Neural networks can play Mario, but we just need a better way to train them. Instead of giving our player the right answers for some inputs (called "supervised learning"), we need to him to figure out the right answers for himself with a little bit of guidance ("reinforcement learning").

Reinforcement Learning with NEAT

The NeuroEvolution of Augmenting Topologies (NEAT for short) is a genetic algorithm which tests and "breeds" neural networks.

We start with a tiny network that basically does nothing and we generate a bunch of new networks from it; a whole batch of these new networks is called a "generation." Then we mutate them (muahaha!) by making the formula a little more complex.

Once we have a bunch of little players, we make them all play Super Mario Bros. We select the best few networks (called the "elite") and we cross them over. This is kind of like breeding in the sense that we take parts from the parent networks to make the offspring. Again, we mutate all of the new networks slightly, just to keep it interesting.

"Better Agents"

So how do you know which networks play "better" than others? In order to score these players, we had to come up with a formula that comes up with a score! This "fitness function" is then used to select the elite agents from the generation.

Our fitness function takes into account:

how far the player got in the level,
whether or not the player beat the level,
how long it took them to finish,
and how difficult the level was.

Any player can be scored using our little function, even a human player!

The idea behind NEAT is that, over time, we should get better and better players because they fight to the death in Battle Royale. One neat (no pun intended) thing about this algorithm is that most of the work is letting all of the agents play their levels. Because all of these plays are independent, we can run this computation on a bunch of different computers to get crazy-good speeds.

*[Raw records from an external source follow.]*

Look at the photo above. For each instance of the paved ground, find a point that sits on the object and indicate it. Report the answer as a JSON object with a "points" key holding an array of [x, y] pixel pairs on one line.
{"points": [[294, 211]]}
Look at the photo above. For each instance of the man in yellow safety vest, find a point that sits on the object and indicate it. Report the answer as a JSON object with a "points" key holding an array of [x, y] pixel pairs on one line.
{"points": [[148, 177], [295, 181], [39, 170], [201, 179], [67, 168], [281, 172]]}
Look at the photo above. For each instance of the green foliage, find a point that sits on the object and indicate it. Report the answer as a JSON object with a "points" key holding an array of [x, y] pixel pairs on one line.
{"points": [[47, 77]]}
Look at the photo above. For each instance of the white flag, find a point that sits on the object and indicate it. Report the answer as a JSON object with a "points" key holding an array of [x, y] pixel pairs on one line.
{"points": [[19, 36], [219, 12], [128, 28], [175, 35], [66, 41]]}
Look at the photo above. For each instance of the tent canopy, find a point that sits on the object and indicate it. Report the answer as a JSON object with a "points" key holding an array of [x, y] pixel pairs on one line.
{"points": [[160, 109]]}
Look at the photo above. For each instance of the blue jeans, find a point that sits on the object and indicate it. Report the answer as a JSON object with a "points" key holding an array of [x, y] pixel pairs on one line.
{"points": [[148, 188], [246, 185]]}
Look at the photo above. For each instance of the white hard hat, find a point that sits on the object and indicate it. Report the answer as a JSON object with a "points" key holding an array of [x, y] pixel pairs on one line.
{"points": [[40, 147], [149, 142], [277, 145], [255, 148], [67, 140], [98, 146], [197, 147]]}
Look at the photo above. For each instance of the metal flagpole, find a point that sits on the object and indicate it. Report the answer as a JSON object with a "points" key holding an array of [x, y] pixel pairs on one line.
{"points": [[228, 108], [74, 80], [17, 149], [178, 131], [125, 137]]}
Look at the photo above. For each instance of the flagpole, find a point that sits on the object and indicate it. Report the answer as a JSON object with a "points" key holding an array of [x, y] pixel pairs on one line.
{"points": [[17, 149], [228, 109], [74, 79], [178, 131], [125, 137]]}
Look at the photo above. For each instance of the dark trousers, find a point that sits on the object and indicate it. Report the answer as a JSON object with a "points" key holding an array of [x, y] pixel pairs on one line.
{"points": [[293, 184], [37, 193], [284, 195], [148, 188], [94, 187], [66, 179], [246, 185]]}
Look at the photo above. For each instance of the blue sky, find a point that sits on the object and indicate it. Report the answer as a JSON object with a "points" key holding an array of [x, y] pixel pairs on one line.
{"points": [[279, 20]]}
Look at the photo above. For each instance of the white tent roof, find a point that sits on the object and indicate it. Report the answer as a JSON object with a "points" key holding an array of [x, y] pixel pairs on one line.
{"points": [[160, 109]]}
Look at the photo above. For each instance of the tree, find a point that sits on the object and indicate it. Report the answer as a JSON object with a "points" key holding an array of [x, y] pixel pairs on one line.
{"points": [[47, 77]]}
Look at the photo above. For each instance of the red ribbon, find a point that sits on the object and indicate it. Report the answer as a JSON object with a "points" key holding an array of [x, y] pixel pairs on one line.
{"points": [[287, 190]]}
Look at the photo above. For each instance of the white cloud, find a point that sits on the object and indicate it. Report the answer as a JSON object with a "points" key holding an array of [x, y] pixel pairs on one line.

Reinforcement Learning with DQN

A little while go, a project called "DeepMind" came out with a new twist on an older algorithm called "deep Q learning" which uses "deep Q networks" (DQN). Using this method, they were able to train a player to play Breakout on a simulated Atari! The idea behind the algorithm is a bit different from NEAT.

The Q Function

Pretend that there's a magical function, Q. You give it the state of a game (what you see on the screen right now) and a game action (a button to press) and it spits out the next game state (the very next screen) and a reward (how good that action was).

If you had a magical function like this, you could just look at all of your actions, say "Q, give me all of the rewards for all of these actions" and pick the best one.